— Ну, непременно, непременно, Алексей Бонифатьевич! Ждем вас всегда с удовольствием, — произнес в телефон Омельчук и, положив трубку, выбрался из-за рабочего стола.
— Начнем созерцать, э-э-э, очередную нетленку? — спросил он, располагаясь ближе к монитору. — Как вы сами, Владимир Васильевич, оцениваете содеянное? Скромный, э-э, шедевр? Эпохальное откровение? Ответьте нам, э-э-э, без мазохизма…
Лузгин за последние годы вроде бы и привык к постоянным омельчуковским подковыркам, но так и не научился улавливать в его речи более-менее четкую грань между товарищеским ерничаньем и начальственно-барской издевкой.
— Маразм, естественно, крепчал, — сказал Лузгин.
На мониторе замелькал рекорд, дернулась и встала ровно начальная заставка передачи.
Обычно на таких просмотрах Лузгин отсутствовал, курил эти полтора часа в соседних редакциях или пил кофе с Зайцевым. При всей своей внешней разухабистости и пофигизму он был легко раним чужим словом и мнением, а еще больше собственной склонностью к самокопанию, переходящему в самозакапывание. Во времена «живого» эфира было проще: передача заканчивалась и улетала радиоволнами в далекий космос, и не было никакой возможности самому посмотреть ее со стороны, ужаснуться или порадоваться. Теперь же на видеопросмотрах каждый собственный жест на экране казался Лузгину фальшивым, каждое слово — натянутым. Поэтому, отмонтировав с Вадькой Угрюмовым пленку и выбросив лишнее, он не смотрел потом готовую передачу — ни на худсовете, ни тем более дома. А сегодня пришлось смотреть, потому что Валентин монтировал в одиночку.
Полтора часа без курева были мукой, и передача показалась Лузгину несуразно затянутой. Когда мелькнул и пропал последний титр, в кабинете воцарилась настороженная тишина.
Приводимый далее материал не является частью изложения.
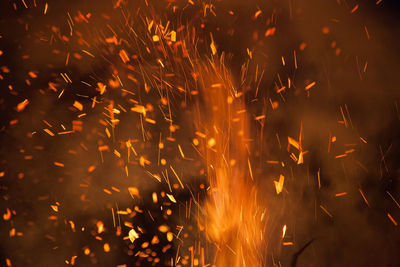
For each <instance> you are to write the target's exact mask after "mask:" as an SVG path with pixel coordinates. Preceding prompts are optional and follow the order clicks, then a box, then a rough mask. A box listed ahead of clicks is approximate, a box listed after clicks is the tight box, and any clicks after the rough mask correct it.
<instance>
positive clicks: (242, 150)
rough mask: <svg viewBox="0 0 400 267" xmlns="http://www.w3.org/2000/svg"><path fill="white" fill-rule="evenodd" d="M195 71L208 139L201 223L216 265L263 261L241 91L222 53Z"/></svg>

Члены худсовета переглядывались, листали свои записи, делали умно-заинтересованные лица: все ждали, в какой тональности начнет Омельчук.
— Я считаю, н-нормально, — слегка заикаясь, высказал своё мнение режиссер Юра Михайлов, когда-то на первых лузгинских передачах работавший «звуковиком».
Сидящие за столом принялись пожимать плечами, подымать брови, поигрывать пальцами.
— М-монтаж х-хороший, — добавил Михайлов.
Протиравший очки пресс-секретарь губернатора Михайловский тезка Переплеткин сказал, прижмуриваясь:
— Я думаю, надо отметить смелость ведущего, пригласившего губернатора на передачу, и смелость Леонида Юлиановича, согласившегося принять это предложение.
— Это безусловно, — поддержала его сидевшая напротив женщина — главный режиссер студии.
— Д-да нормально все! — еще раз встрял Михайлов.
— Зачем же так однозначно? — спросила красавица, бывшая дикторша, а теперь телекомментатор. — Передача не без изъянов. Как, впрочем, и любая передача. Но в целом впечатление приятное.
— Я бы согласилась с этим мнением, — сказала главный режиссер. — Однако данную передачу не следует воспринимать и оценивать только лишь как развлекательное телевизионное шоу. Каждое появление губернатора на экране — и не только губернатора, любого крупного деятеля — это есть политический акт, и только в контексте…
— Я в телевидении ничего не понимаю, — произнес свою любимую фразу Переплеткин, — но мне кажется, что главное достоинство этой передачи в том, что Рокецкий здесь показал себя интересным человеком, неординарным собеседником…
— Просто нормальным мужиком! — сказал Михайлов. — И это главное. Мне он понравился как зрителю. Чего еще надо? Л-любую работу можно раскатать, если захочешь. Мы же тут все гении.
— А сам Леонид Юлианович будет смотреть передачу до эфира? — спросила главный режиссер.
— Нет, не будет, — ответил Переплеткин.
— Может, Галине Андреевне показать? — спросила штатная красавица.
— Ну что мы суетимся? — впервые подал голос Угрюмов. — Мне вот всё равно, кто такой Рокецкий. Да хоть Ельцин! Хоть Клинтон! Есть живой человек на экране или мы туфту гнали — вот что главное, я так понимаю.
— В других обстоятельствах я бы вас поддержала, Валентин, — сказала главный режиссер, — но в свете предстоящих выборов каждое слово приобретает особый смысл. Вот можно спросить: какую цель ставили перед собой авторы передачи, приглашая для участия в ней первое должностное лицо области?
— Как раз никакое должностное лицо мы и не приглашали, — ответил Угрюмов. — Мне должностное лицо на фиг не интересно.
— Валентин, — одернула его красавица.